Situated in a former Subway in a busy strip mall in far north Fort Worth, it has only a few tables and, after being open for two months, doesn’t yet have a neon sign — which is actually a refreshing break from the garishness of the rest of the shopping strip.
But the place — which indeed originated in Chicago, where Chicago’s Catch was founded by six brothers — is generating some buzz in this ever-growing section of Tarrant, largely because of its food. It’s the kind of place where the offerings are displayed in large pictures on the wall; there’s also a printed, takeout menu that’s a little easier to process. Despite the “Fish & Chicken” part of the name, burgers and sandwiches are most prominently displayed on the print menu.
But we were interested in the fish and chicken, especially after being told that the catfish has been the most popular thing on the menu. We ordered it in the seafood combo version ($9.99), which comprises two pieces of fish, four battered shrimp and fries or coleslaw. Don’t let the fast-food vibe fool you; we were told, accurately, that this would take about 15 minutes to prepare.
The catfish came in two large fillets, flaky and well-seasoned (the restaurant uses a lemon pepper that gives a citrus tang to a lot of its items) and generous for the price. The shrimp, in a crunchy, tempura-style batter but more buttery, was unusually elongated — the straightest shrimp we’ve ever seen — but while the batter was good, the shrimp got a little lost in their cocoons.
The crinkle-cut fries weren’t housemade, but they had perfect crunchy-on-the-outside/soft on the inside texture, and the lemon-pepper seasoning made them addictive. A couple of pieces of garlic toast were more garlic than toast, and while that might please some people, it made my dining companion give up on them after a couple of bites.

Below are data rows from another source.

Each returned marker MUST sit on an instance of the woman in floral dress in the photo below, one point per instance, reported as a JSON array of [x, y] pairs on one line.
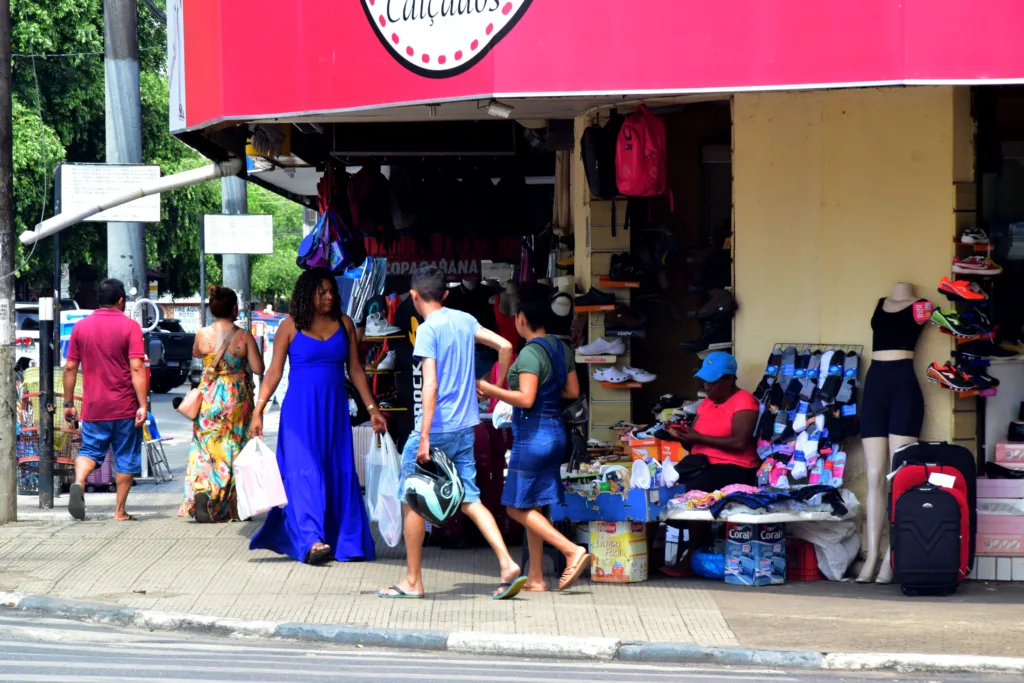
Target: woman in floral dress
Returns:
[[221, 428]]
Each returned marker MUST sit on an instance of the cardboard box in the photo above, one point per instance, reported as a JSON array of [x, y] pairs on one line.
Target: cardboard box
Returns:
[[635, 505], [657, 450], [755, 554], [620, 551], [1008, 453], [1000, 487], [1013, 524], [1001, 545]]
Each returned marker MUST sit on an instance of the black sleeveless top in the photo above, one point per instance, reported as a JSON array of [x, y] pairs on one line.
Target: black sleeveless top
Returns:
[[894, 332]]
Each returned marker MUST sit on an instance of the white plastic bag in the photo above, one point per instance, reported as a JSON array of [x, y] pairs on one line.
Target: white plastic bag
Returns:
[[375, 463], [388, 508], [502, 415], [257, 480]]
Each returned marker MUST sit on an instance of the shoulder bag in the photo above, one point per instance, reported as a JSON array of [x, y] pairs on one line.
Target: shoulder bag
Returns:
[[194, 399]]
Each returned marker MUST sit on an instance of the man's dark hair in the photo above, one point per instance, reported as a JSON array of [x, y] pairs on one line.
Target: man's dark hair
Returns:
[[306, 287], [110, 292], [535, 304], [429, 284]]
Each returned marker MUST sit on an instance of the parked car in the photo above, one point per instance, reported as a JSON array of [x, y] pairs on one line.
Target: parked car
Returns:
[[27, 331], [171, 369]]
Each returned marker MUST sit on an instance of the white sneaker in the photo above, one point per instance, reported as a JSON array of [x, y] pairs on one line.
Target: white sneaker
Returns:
[[379, 327], [638, 375], [602, 346], [612, 375], [387, 363]]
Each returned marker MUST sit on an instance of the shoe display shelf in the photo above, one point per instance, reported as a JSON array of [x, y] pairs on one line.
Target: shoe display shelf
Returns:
[[608, 283]]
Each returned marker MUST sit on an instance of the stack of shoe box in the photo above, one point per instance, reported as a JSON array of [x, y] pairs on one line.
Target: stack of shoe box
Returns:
[[1000, 520]]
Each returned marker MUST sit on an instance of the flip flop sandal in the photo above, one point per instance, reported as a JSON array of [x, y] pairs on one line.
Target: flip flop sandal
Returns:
[[318, 556], [398, 594], [76, 502], [202, 512], [510, 590], [572, 573]]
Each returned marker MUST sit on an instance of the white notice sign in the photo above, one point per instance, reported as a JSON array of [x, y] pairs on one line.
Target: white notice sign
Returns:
[[84, 185], [248, 233]]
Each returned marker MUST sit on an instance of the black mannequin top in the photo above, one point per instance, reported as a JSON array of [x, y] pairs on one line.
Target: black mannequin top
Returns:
[[896, 331]]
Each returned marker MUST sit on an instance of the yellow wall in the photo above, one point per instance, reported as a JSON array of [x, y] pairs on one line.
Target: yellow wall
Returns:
[[838, 195]]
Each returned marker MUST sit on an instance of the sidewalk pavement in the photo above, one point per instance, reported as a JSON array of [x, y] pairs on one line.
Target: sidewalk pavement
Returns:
[[165, 563]]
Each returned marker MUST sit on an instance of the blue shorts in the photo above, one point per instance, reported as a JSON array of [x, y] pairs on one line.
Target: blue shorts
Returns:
[[459, 447], [121, 436]]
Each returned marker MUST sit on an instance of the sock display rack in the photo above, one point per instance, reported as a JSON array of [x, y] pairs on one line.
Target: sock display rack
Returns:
[[609, 403], [809, 409]]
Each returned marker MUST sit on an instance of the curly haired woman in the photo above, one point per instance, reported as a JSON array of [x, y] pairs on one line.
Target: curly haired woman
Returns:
[[325, 516]]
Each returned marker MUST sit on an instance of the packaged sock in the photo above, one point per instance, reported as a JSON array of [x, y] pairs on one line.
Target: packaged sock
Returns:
[[839, 467], [770, 376], [788, 364]]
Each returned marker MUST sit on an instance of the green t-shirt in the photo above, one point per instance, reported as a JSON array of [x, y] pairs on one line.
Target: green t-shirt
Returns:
[[534, 359]]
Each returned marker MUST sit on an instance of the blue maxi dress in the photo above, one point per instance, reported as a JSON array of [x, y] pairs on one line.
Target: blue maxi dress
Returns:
[[314, 454]]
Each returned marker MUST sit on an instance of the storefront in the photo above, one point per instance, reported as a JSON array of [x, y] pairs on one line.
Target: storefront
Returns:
[[832, 152]]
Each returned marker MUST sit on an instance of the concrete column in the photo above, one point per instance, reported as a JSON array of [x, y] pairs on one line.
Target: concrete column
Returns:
[[125, 242], [235, 200]]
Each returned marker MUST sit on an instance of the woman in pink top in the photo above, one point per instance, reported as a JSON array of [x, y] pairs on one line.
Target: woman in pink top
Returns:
[[721, 441]]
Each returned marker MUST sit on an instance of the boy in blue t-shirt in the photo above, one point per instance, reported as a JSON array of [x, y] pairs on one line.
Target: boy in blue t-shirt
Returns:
[[445, 343]]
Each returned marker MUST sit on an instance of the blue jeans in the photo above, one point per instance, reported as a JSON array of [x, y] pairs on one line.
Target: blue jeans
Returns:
[[121, 436], [458, 446]]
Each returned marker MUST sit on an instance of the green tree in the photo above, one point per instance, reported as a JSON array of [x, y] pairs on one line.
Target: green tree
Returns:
[[69, 88]]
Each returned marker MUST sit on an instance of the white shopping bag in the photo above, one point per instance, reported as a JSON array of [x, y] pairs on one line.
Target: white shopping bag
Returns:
[[502, 415], [257, 480], [374, 463], [388, 508]]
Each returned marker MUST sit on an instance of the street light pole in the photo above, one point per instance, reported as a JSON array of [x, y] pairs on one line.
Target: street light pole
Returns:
[[8, 394]]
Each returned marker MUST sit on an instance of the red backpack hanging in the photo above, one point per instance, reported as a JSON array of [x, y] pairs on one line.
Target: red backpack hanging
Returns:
[[641, 168]]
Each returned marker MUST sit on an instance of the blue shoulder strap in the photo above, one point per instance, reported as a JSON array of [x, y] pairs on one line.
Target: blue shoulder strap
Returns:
[[557, 359]]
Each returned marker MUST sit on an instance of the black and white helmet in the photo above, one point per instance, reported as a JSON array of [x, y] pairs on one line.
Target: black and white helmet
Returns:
[[434, 491]]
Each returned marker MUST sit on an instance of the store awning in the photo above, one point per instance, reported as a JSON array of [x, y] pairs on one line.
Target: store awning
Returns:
[[265, 59]]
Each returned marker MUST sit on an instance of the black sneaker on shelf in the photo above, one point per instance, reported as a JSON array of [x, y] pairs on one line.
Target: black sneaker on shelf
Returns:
[[1015, 432], [389, 401], [713, 333], [595, 298]]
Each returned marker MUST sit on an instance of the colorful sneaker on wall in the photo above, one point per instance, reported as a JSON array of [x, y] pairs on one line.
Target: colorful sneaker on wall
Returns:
[[961, 290], [976, 265], [974, 236]]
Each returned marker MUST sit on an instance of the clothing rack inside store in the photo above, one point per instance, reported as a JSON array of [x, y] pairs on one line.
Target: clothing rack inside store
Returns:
[[846, 348]]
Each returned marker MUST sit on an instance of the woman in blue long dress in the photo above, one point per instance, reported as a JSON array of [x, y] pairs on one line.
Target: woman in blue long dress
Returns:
[[325, 517]]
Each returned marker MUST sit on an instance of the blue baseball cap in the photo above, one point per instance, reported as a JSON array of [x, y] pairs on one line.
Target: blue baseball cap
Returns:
[[717, 366]]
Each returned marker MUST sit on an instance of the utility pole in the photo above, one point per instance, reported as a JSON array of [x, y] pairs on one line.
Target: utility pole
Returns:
[[125, 242], [8, 394], [235, 200], [46, 403]]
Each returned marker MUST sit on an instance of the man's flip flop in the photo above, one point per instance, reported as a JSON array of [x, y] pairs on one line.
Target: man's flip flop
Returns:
[[510, 590], [399, 594], [76, 502], [570, 575]]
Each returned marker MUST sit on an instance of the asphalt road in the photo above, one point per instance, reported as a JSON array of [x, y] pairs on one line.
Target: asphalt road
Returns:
[[43, 650]]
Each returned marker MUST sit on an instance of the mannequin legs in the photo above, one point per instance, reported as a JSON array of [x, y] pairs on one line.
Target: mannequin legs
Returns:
[[879, 454]]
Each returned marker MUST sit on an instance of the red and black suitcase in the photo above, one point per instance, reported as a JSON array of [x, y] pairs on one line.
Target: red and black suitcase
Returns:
[[930, 529], [942, 453]]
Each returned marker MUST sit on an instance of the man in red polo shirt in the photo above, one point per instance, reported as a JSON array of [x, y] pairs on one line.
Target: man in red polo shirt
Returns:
[[109, 346]]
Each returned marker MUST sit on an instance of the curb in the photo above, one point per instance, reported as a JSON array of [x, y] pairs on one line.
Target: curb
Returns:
[[467, 642]]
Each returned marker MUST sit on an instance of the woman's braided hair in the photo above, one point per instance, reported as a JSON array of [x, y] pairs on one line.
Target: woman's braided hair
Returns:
[[304, 294]]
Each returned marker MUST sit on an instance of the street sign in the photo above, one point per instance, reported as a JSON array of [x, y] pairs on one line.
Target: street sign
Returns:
[[230, 233], [84, 185]]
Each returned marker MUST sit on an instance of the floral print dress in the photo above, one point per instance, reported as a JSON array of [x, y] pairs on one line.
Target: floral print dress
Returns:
[[218, 436]]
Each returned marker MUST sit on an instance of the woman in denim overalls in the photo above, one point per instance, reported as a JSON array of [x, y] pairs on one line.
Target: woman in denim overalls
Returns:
[[539, 380]]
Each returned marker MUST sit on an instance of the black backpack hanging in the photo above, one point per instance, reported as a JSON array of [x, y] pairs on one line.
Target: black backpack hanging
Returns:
[[598, 150]]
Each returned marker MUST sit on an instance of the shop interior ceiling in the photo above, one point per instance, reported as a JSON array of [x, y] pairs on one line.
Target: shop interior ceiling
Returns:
[[461, 133]]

We did a two-piece fried chicken, leg and thigh, $3.99 with fries or coleslaw included in that price. The chicken was close to perfect, a crunchy dark-gold crust leading to tender meat. The only quibble was that some areas of the thigh were overseasoned, to the point of being a little too salty. But the chicken is still calling us back. The coleslaw, which came in small prepackaged containers, was about as ordinary as it gets.

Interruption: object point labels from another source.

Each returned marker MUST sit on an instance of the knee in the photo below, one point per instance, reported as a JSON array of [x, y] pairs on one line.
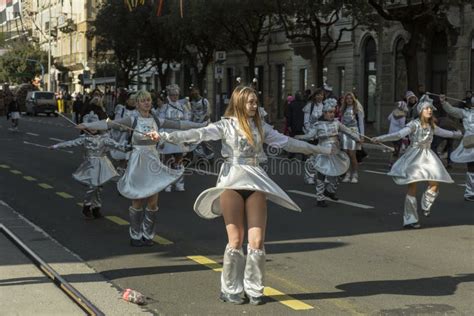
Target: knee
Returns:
[[235, 242], [256, 242]]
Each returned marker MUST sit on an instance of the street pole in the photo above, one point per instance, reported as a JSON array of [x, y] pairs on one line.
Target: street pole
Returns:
[[49, 48]]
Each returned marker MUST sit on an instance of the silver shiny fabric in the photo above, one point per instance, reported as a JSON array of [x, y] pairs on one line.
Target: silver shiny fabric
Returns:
[[410, 212], [332, 183], [427, 201], [327, 132], [320, 187], [309, 171], [136, 219], [199, 110], [469, 192], [241, 171], [96, 169], [121, 136], [254, 272], [311, 117], [461, 154], [149, 221], [356, 124], [175, 111], [419, 162], [145, 175], [93, 197], [232, 276]]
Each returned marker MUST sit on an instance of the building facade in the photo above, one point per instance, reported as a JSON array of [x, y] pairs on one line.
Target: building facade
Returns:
[[368, 63]]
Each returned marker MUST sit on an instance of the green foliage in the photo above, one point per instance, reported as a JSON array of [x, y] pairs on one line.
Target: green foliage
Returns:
[[18, 64]]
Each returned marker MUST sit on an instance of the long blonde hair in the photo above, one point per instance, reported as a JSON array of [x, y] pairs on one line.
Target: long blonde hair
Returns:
[[236, 109], [356, 104]]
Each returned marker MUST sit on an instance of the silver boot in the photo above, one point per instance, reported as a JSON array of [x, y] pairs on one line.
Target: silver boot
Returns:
[[427, 201], [469, 192], [320, 188], [179, 185], [232, 272], [309, 173], [148, 226], [254, 273], [410, 214], [135, 230]]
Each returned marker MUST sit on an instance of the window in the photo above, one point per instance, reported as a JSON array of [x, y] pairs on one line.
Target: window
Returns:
[[370, 79], [472, 64], [303, 79], [400, 71], [341, 75]]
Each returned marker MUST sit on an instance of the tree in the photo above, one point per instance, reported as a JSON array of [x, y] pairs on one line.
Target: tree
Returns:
[[420, 20], [21, 62], [120, 35], [246, 23], [315, 21]]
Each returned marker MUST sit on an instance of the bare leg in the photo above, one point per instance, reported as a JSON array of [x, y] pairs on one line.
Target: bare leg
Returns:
[[256, 209], [233, 207]]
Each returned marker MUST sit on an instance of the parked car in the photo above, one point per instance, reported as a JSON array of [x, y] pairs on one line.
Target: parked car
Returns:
[[41, 102]]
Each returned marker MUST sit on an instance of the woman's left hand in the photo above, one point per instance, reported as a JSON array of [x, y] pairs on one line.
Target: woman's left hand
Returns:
[[153, 135]]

On another visit, we tried the Chicago beef sandwich ($4.99 or $6.99 for a combo), a sub/grinder-style sandwich that benefited greatly from a minimalist hot giardiniera sauce (in this case largely consisting of pickled peppers and carrots) that gave it a pleasant spiciness. Even though there was a liberal amount of beef, it was almost overwhelmed by the bread, as if the Subway that used to occupy the space was haunting Chicago’s Catch.

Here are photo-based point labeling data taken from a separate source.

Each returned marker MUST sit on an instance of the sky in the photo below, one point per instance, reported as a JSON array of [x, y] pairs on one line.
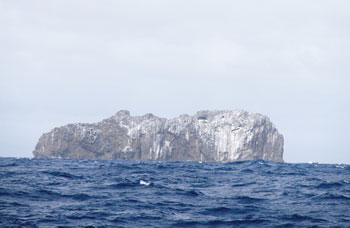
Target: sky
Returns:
[[64, 61]]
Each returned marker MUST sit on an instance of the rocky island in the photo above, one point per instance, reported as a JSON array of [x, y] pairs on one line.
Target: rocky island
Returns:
[[206, 136]]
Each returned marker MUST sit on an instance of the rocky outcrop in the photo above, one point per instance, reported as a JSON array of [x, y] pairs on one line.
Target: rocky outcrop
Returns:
[[206, 136]]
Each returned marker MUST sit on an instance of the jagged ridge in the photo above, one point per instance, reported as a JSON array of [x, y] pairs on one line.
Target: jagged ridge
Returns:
[[206, 136]]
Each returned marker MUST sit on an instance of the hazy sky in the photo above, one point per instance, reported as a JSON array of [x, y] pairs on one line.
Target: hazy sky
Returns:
[[69, 61]]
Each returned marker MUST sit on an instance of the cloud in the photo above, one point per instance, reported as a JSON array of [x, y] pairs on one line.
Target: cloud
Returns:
[[81, 61]]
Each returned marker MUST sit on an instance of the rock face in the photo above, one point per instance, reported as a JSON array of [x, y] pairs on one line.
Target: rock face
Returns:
[[206, 136]]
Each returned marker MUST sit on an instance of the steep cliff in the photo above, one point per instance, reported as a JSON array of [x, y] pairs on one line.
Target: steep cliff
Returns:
[[206, 136]]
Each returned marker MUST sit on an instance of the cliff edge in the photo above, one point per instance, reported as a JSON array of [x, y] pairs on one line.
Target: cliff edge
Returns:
[[206, 136]]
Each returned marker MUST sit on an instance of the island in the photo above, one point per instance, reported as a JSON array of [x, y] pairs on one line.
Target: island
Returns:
[[225, 136]]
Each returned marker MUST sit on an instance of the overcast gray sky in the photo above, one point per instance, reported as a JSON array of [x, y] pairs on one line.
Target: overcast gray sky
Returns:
[[69, 61]]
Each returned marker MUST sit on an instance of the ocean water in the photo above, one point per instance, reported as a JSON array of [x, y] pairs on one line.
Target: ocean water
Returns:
[[98, 193]]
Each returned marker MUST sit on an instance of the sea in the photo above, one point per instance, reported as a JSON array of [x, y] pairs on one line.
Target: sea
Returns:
[[115, 193]]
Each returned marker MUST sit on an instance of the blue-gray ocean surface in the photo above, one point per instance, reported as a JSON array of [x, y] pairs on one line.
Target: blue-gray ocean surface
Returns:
[[98, 193]]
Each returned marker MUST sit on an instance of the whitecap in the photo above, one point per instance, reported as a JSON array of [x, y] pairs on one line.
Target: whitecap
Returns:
[[145, 182]]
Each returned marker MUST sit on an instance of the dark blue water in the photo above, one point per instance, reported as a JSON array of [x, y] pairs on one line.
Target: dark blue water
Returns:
[[89, 193]]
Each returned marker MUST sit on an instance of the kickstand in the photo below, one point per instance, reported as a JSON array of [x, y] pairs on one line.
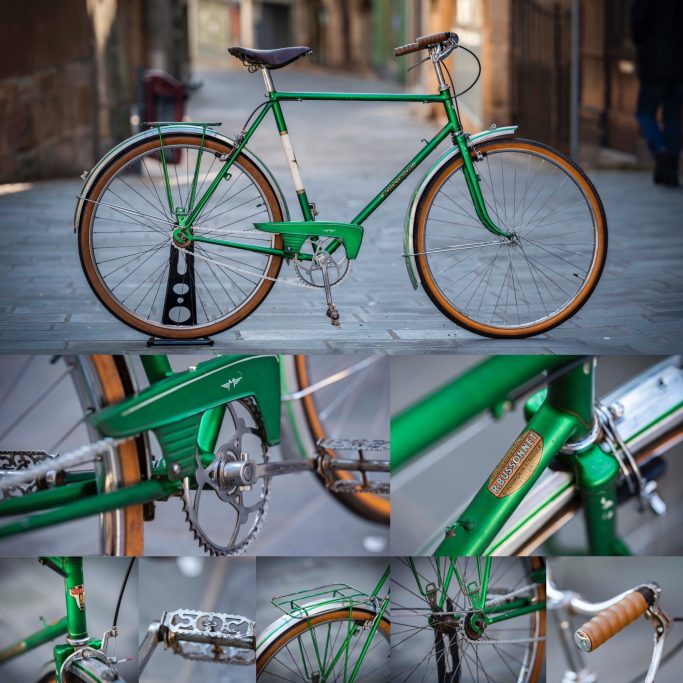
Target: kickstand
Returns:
[[332, 312], [158, 341]]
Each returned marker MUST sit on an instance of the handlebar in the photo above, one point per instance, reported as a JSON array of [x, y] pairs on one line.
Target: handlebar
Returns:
[[610, 621], [424, 42]]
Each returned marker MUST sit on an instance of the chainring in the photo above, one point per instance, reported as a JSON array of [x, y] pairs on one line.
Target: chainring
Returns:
[[207, 481], [311, 273]]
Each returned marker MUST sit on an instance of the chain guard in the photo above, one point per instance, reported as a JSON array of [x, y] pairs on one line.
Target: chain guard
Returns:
[[207, 480], [12, 461]]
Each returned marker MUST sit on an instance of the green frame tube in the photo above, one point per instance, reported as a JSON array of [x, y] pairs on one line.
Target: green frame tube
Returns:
[[453, 128], [484, 387], [44, 635]]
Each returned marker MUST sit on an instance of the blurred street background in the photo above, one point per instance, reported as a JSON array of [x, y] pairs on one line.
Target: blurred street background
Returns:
[[563, 70], [210, 584], [626, 657], [30, 592], [426, 499]]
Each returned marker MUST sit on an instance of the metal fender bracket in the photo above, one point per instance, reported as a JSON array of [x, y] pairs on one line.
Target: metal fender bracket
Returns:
[[209, 636], [649, 404]]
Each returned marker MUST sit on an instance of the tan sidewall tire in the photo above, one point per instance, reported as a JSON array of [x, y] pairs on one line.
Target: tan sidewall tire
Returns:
[[368, 505], [115, 388], [302, 626], [145, 326], [584, 293], [537, 669]]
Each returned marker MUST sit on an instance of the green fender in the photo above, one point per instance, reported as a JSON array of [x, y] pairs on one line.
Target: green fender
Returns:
[[173, 407], [483, 136]]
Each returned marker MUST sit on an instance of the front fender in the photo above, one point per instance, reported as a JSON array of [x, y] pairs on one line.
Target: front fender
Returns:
[[179, 128], [478, 138]]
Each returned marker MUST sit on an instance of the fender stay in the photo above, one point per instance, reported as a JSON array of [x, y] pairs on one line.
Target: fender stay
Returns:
[[446, 157]]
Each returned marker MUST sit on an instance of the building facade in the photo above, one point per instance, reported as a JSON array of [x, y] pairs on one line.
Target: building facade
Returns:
[[71, 74]]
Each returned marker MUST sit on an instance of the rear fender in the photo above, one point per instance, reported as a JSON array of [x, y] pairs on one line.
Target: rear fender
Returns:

The menu also includes nine other sandwich items; we’ll return to check out the Chicago-style hot dogs, as well as the crispy Philly chicken sandwich one of the employees recommended. We’re also curious about the burger menu, which has seven choices, including such offbeat offerings as a “Godfather” burger (Chicago beef, American cheese, cheese sauce and giardiniera sauce) and a gyro burger.
There is a turkey burger, but there is not much on the menu for vegetarians other than a few sides. Because Chicago’s Catch is small, takeout business was brisk during both of our visits, but this place takes its time, so calling ahead is a good idea. If you’re a tea drinker, be aware that as of our visits, Chicago’s Catch did not yet offer iced tea.
During a lunchtime visit, all the tables were occupied and a tabloid-TV show blared — not the best thing for comfortable dining, although the pregnant mom-vs.-deadbeat dad content did have some diners’ attention.
All that volume was unpleasant and unnecessary; Chicago’s Catch is a place where the food does perfectly fine speaking for itself.